## Accessing your data from the database

- Please follow the steps in this notebook to have access to the dataset. 
- If you encounter any challenges please leave an issue on this repo here on GitHub

### Steps to take to use environment variables as opposed to credentials literals

1. Install pyodbc  - a package for creating connection strings to your remote database server
2. Install python-dotenv - a package for creating environment variables that will help you hide sensitve configuration informantion such as database credentials and API keys
3. Import all the necessary libraies
   1. pyodbc (for creating a connection)
   2. python-dotenv (loading environment variables)
   3. os (for accessing the environement variables using the load_env function.
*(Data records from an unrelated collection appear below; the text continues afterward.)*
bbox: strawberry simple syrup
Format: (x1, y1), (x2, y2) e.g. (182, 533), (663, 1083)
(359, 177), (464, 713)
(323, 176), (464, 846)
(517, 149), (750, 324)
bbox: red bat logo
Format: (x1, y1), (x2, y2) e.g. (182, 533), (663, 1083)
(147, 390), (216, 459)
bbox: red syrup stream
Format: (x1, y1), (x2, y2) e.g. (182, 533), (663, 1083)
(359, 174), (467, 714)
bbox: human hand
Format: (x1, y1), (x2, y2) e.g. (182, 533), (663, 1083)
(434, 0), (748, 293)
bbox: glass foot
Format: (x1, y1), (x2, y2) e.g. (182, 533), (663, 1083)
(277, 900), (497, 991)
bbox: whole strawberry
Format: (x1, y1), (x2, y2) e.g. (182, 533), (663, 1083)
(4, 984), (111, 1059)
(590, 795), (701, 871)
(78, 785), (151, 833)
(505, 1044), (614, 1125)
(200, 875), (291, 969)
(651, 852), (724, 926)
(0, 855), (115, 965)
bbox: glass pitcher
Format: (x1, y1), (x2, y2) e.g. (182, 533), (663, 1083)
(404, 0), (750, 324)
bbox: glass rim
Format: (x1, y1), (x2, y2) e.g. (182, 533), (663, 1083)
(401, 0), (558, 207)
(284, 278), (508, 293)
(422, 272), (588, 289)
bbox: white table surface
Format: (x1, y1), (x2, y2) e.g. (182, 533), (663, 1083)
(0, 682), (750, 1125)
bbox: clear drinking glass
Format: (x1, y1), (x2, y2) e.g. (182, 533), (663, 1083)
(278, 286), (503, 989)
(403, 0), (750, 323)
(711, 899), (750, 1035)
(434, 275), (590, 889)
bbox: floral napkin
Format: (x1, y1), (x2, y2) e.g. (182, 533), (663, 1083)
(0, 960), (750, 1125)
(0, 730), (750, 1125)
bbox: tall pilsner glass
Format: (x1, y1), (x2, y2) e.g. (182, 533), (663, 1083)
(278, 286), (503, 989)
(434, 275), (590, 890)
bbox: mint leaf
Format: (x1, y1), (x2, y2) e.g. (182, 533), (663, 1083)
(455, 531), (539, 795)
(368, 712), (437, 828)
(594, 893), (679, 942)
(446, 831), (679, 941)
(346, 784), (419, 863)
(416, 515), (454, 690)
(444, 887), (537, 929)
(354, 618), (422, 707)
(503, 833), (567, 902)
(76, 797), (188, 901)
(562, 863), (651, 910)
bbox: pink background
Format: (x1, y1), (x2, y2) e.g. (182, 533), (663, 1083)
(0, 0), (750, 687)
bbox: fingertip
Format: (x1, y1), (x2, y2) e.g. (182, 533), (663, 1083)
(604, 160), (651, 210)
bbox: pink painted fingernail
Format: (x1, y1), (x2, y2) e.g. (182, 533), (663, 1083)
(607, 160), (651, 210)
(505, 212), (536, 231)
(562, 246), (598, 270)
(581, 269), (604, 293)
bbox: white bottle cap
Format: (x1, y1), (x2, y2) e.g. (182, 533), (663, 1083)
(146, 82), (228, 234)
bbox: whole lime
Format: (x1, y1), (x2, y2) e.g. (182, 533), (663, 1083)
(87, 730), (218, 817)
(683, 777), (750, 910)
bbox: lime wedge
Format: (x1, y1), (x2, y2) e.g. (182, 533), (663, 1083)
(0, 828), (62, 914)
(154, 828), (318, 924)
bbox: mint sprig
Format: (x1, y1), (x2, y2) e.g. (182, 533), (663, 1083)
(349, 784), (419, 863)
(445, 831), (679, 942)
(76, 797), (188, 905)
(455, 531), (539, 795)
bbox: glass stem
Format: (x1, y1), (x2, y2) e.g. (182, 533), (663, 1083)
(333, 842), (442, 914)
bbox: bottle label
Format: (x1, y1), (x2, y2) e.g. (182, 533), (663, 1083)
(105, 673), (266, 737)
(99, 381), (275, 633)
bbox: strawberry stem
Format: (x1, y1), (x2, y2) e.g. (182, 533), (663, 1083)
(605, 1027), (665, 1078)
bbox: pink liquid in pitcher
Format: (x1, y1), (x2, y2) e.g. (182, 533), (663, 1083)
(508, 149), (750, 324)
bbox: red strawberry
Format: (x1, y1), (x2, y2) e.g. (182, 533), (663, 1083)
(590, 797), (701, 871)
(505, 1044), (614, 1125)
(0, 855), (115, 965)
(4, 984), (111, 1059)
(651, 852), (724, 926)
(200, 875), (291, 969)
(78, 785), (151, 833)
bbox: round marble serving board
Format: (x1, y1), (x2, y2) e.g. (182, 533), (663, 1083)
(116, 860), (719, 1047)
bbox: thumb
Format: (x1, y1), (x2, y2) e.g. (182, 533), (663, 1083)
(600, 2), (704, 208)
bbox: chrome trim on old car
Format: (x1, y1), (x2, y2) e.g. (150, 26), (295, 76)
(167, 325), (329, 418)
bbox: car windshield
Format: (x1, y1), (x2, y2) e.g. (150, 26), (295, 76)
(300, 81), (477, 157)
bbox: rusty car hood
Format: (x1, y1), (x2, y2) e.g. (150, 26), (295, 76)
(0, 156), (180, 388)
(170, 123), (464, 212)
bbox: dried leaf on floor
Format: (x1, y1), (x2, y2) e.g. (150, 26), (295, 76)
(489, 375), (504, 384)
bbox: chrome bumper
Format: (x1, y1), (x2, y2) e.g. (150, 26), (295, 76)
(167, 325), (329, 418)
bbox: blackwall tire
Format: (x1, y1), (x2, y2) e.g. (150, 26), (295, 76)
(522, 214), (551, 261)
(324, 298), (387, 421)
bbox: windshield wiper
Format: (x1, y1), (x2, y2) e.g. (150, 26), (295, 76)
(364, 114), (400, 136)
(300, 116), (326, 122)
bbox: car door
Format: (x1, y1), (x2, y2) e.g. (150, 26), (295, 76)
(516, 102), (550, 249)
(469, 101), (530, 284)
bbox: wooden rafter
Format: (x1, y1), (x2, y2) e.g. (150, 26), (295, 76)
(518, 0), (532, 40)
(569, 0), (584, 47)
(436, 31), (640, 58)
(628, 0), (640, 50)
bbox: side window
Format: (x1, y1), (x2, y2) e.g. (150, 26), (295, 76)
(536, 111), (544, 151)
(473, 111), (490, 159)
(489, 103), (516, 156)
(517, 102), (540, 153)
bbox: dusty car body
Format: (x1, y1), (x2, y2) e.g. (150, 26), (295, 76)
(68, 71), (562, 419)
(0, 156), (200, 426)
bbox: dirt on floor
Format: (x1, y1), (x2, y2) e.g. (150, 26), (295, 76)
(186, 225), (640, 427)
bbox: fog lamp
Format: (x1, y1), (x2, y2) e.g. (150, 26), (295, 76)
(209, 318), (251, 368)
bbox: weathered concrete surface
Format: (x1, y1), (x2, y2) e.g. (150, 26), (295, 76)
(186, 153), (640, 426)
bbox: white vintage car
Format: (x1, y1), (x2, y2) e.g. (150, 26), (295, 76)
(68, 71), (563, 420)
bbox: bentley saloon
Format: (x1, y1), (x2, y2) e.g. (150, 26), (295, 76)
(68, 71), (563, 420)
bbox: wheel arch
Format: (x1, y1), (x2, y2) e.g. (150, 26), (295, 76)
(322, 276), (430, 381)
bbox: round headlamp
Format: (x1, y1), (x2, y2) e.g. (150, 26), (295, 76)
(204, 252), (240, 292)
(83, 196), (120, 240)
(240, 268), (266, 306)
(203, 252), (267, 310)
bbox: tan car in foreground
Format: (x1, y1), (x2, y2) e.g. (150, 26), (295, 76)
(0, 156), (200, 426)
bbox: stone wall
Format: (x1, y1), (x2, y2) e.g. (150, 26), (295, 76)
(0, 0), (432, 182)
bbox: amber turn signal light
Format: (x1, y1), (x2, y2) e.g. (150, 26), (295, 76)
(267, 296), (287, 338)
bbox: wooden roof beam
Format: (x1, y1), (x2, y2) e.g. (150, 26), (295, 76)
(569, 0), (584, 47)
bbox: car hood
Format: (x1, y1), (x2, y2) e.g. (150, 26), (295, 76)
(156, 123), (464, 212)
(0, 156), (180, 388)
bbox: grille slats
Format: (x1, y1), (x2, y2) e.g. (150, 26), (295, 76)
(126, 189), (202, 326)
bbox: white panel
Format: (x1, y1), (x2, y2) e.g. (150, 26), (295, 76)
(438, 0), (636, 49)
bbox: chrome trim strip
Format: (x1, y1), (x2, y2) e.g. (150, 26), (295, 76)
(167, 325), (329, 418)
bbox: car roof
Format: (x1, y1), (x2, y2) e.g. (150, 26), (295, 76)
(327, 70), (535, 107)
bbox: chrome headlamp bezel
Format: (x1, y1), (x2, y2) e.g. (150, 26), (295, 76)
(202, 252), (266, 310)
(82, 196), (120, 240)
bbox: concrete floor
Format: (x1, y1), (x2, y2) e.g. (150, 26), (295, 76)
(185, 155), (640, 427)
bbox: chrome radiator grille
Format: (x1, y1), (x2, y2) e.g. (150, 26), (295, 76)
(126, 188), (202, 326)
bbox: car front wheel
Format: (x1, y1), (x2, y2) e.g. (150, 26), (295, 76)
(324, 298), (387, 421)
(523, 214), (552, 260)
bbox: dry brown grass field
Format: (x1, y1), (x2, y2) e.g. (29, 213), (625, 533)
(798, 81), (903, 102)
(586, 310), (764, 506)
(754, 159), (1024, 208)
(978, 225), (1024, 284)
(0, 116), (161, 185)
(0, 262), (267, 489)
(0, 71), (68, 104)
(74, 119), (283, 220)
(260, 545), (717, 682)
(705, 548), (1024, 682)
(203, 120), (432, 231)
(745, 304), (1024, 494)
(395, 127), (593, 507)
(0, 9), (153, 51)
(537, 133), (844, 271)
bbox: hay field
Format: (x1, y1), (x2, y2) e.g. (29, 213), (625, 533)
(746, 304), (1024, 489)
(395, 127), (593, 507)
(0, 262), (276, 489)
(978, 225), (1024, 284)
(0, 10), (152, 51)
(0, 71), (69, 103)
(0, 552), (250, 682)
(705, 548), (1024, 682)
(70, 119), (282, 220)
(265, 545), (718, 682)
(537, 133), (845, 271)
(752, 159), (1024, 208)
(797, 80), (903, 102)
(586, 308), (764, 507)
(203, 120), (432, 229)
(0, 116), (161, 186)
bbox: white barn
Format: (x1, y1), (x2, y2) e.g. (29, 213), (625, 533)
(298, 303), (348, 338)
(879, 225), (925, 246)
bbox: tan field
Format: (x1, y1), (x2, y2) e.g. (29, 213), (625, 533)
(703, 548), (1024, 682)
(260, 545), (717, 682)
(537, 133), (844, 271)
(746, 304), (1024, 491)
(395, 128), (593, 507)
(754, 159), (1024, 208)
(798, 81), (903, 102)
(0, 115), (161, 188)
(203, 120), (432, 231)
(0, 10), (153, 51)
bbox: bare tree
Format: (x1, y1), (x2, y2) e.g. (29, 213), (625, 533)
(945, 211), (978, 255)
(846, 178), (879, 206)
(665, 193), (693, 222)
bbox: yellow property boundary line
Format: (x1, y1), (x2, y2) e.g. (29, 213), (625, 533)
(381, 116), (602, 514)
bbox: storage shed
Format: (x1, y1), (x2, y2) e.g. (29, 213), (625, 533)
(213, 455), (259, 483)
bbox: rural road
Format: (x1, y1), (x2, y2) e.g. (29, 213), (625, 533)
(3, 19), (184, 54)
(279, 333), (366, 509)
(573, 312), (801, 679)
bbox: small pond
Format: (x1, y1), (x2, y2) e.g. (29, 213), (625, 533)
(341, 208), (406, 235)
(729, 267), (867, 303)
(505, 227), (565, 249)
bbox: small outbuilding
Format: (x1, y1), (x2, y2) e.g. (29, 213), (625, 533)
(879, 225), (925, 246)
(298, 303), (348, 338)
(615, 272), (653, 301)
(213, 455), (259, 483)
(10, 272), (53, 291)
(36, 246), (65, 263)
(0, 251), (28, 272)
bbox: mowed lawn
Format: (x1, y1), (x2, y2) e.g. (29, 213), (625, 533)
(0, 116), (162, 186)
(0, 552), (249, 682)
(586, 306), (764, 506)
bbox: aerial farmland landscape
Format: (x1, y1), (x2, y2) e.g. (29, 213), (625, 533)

This is not needed if you use the dotenv_values function instead)
4. Now create a file called .env in the root of your project folder (Note, the file name begins with a dot)
5. In the .env file, put all your sensitive information like server name, database name, username, and password

Example

   - SERVER='server_name_here'
   - DATABASE='database_name_here'
   - USERNAME='username_here'
   - PASSWORD='password_here'


6. Next create a .gitignore file (a new file with the name '.gitignore'. Note that gitignore file names begin with a dot)
7. Open the .gitignore file and type in the name of the .env file we just created like this "/.env". This will prevent git from tracking that file. Essesntially any file name in the gitignore file will be ignored by git and won't be checked into the repository
8. Create a connection by accessing your connection string with your defined environment variables

#### Step 1 and 2 - Install pyodbc and python-dotenv

In [None]:
# %pip install pyodbc  
# %pip install python-dotenv 

#### Step 3 - Import all the necessary packages

In [2]:
import pyodbc      #just installed with pip
from dotenv import dotenv_values    #import the dotenv_values function from the dotenv package
import pandas as pd
import warnings 

warnings.filterwarnings('ignore')


#### Step 4 - Create your .env file in the root of your project

#### Step 5 - In the .env file, put all your sensitive information like server name, password etc


#### Step 6 & 7 - Next create a .gitignore file and type '/.env' file we just created. This will prevent git from tracking that file.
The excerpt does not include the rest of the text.